At the northeast corner of Jerusalem Avenue and Hempstead Turnpike - where Friendly's, Lemon Tree, and the Verizon building now stand and where Henshaw's Furniture Store provided Levittown's "pioneers of suburbia" with everything needed to turn a mass-produced Cape Cod or Ranch into a comfortable family home - there stood an ancient grove of pine trees that so resembled an isle of trees amid a sea of undulating grass that it came to be called "the Island of Trees" and bequeathed northern Levittown and southern Hicksville with the name Island Trees which survives today as a school district.
Although first mentioned in a 1747 deed, it's likely that this neighborhood was called that for sometime as the stand was sufficiently impressive to be prominently mentioned by travelers to the area such as Timothy Dwight in 1823 and Nathaniel Prime in 1845.
Today, all that's left of this feature are some of the pitch pines in the Fireman's Memorial Park, a section of log on display at the administration office of the Island Trees School District, and some old photographs at the Museum of the Levittown Historical Society. It had been cleared for development by Levitt & Sons after 1948 to make way for the side streets between Hamlet Road and Jerusalem Avenue.
Criticism for this probably influenced Levitt & Sons, evidently unfamiliar with the historical significance of this grove, to exercise greater attention to environmental considerations in subsequent housing projects and preserve, as a Levitt & Sons, LLC brochure described, "existing land contours, wooded acres, rock formations..." To wit: the Company established an environmental planning division.
One ancient feature that would have been conspicuous in olden days but didn't survive the agricultural period of the 18th and 19th centuries was a wooded parcel described as "Rim-of-the-Woods" by the Thomas Powell purchases of the 1690's which included most of the Bethpage/Plainedge area.
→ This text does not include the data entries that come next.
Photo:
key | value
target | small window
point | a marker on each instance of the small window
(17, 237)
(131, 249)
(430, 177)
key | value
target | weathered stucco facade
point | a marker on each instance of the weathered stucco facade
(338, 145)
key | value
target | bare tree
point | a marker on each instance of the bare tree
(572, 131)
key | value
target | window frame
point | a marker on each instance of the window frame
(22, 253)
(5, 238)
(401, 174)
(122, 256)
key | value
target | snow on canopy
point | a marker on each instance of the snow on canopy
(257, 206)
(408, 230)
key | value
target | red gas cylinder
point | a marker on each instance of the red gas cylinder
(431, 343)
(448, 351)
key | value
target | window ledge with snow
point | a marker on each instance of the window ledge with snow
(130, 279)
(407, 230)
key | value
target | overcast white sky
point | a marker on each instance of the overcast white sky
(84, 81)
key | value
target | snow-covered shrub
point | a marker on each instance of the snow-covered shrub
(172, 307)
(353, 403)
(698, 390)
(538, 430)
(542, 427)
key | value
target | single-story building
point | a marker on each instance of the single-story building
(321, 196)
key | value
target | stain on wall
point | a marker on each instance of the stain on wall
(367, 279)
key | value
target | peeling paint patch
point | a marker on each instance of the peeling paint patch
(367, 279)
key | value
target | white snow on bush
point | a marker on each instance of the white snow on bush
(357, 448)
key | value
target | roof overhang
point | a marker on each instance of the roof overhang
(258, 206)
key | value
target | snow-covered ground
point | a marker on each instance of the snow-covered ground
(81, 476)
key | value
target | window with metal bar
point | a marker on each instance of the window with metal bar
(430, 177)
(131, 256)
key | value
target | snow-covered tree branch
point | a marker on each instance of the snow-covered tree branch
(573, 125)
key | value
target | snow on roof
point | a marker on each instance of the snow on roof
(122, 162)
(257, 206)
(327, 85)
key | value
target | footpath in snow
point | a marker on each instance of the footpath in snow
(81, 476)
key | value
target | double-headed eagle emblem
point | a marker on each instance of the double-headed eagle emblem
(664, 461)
It was an elongated woodland that ran alongside Hicksville Road north of Hempstead Turnpike to where the Grumman facility was established in the 1930's.
Fed by what's now a mostly an underground rill called Massatayan by the Indians, it constituted the point at which increasingly scattered groves of pitch pine and scrub oak began to replace the unbroken meadows of the Hempstead Plains: the edge of the plains and, hence, Plainedge.
The "Rim-of-the-Woods" is significant because it comprised part of the Town of Hempstead/Town of Oyster Bay border and, by default, the eastern boundary of Levittown. A line between the "Rim-of-the-Woods" and a surveyed point in the middle of the Hempstead Plains now occupied by Alice Lane in Hicksville (the "A" section of the Levitt Development) marks the Town Line and the boundary between Levittown and Hicksville.
The 1648 Robert Williams Purchase, which included present-day Hicksville, Woodbury, and Syosset, characterizes it as from "the middle of the plaine thence uppone a est line to the end of the plaine bounded with the wodes one the easte and northeaste".
Although Levittown's southern boundary is largely determined by the Southern State Parkway, Jerusalem was on entity owing to Capt. John Seaman's 1664 Jerusalem Purchase which included southeastern Levittown, Wantagh, and Seaford.
The boundaries between the modern incarnations of these territories are likewise determined by modern man-made features. Wantagh and Seaford border the Seaford-Oyster Bay Expressway, for example. But in the 17th century, unlike with the territory north of Hempstead Turnpike, creeks were employed.
Seaford Creek marks the TOB/TOH border. To further delineate it, in 1658, fifteen years after the original Hempstead Purchase, Capt. Seaman, Robert Jackson, and a delegation of Massapequan Indians resurveyed this creek and marked a tree at a point called Maskachoung or "Tree-in-half-neck" which would today be somewhere just south of Merrick Road and east of Seaman's Neck Park and said tree was probably easily seen among the open salt meadows and tidal flats.
Probably the most famous boundary tree in our area is a white oak that stood at the corner of West John Street and Cantiague Rock Road in Hicksville. Here, at the northern edge of the Hempstead Plains, the aforementioned Robert Williams met with Pugnipan of the Matinecock on May 20, 1648 to mark the township lines. When the oak died in the 1740's, it was replaced by the boulder, the Cantiague Rock, that resides there today.
A 1936 WPA painting by Joseph Physioc depicts the scene: its most glaring inaccuracy, aside from the Lakota headdress on Pugnipan, being the presence of the rock at the foot of the oak.
With these ancient landmarks long gone and forgotten and the grasslands and patches of forest replaced first with farmlands and then highways and suburban subdivisions, it's difficult to understand the logic of our political geography today. Nevertheless, these features were familiar landmarks in earlier times and frequently consulted and revisited as conflicts over landownership and legal jurisdictions arose.
Like the "gospel trees" of Medieval England that delineated parish lines frequently perambulated by parsons with Bible in hand (a practice not undertaken by the clergyless Quakers in our area), they were as well known in the age of homespun as they are forgotten in the age of high technology.